Por fim, vamos para o velho continente. Da Europa o filme selecionado foi “Polícia” (2011), dirigido pela francesa Maïwenn Le Besco. Filme feito no estilo de documentário em que a diretora interpreta o papel de uma fotógrafa que acompanha o grupamento da polícia responsável pelo combate aos crimes contra crianças e adolescentes. É esse olhar externo que o filme apresenta, o cotidiano de um departamento de polícia que por conta de sua área de atuação, convivendo com histórias que expressam muito da crueldade humana a partir de violências, geralmente sexuais, que crianças padecem.
Nesse sentido a câmera da diretora transmite a revolta cotidiana que envolve este trabalho, uma necessidade do urgente que celebra as pequenas vitórias e se deprime diante de cotidianas derrotas que redundam não só da maldade humana, mas também de uma estrutura social deficiente que corrobora e agrava situações de violência. São um conjunto de relatos, a maioria colhidos em depoimentos, que fundamentam a narrativa e acabam tanto por afirmar o importante trabalho de profissionais que optam por encarar este lado “sombrio da alma” em sua prática cotidiana, ao mesmo tempo que nos ajuda a lembrar do sofrimento cotidiano que estes profissionais enfrentam.

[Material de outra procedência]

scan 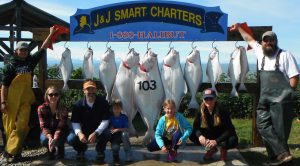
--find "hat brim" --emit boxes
[203,94,216,99]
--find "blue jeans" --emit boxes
[147,130,182,152]
[110,131,132,155]
[40,130,69,150]
[67,129,110,153]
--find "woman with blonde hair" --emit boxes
[189,88,238,161]
[37,86,69,160]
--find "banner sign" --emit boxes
[70,1,228,41]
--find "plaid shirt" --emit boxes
[38,102,69,140]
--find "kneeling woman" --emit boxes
[189,88,238,161]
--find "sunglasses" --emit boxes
[48,93,59,97]
[263,37,275,43]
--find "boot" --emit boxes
[220,147,228,161]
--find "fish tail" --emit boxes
[188,97,199,109]
[230,87,239,97]
[238,83,247,91]
[62,83,69,90]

Aqui lembro, em relação ao Brasil, de tantos que assumem o desafio de atuar no Sistema de Assistência Social, como também no Sistema Nacional de Atendimento Socioeducativo ou ainda nos Conselhos Tutelares.
A lista de filmes seria imensa, várias outras diretoras têm nos brindando com um olhar, um enquadramento diferente que suas câmeras oferecem. Considerar esse “olhar feminino” é minha homenagem e o meu convite para que você, como eu, aprenda um pouco mais com as “mulheres-diretoras” que circulam mundo afora – não só no cinema – e que têm contribuído para nossas reflexões, nossos pensamentos e com as formas e lentes com que temos visto o mundo.
Alexandre Brasil Fonseca
Carolina Carteli
É muito interessante esta perspectiva do olhar feminino no cinema, eu incluiria ainda Sofia Coppola, Valerie Faris, Julie Delpy e Isabel Coixet na lista. Isto já daria uma boa tese.
Equipe do Blog Dignidade!
A lista é imensa e, certamente, pode gerar teses, artigos e, principalmente, bons papos. Sair do modelão utilizado e se abrir para novas perspectivas são uma das grandes virtudes do cinema. O que acontece a partir das diferenças geográficas, mas que também tem tido nesse olhar feminino uma bela contribuição.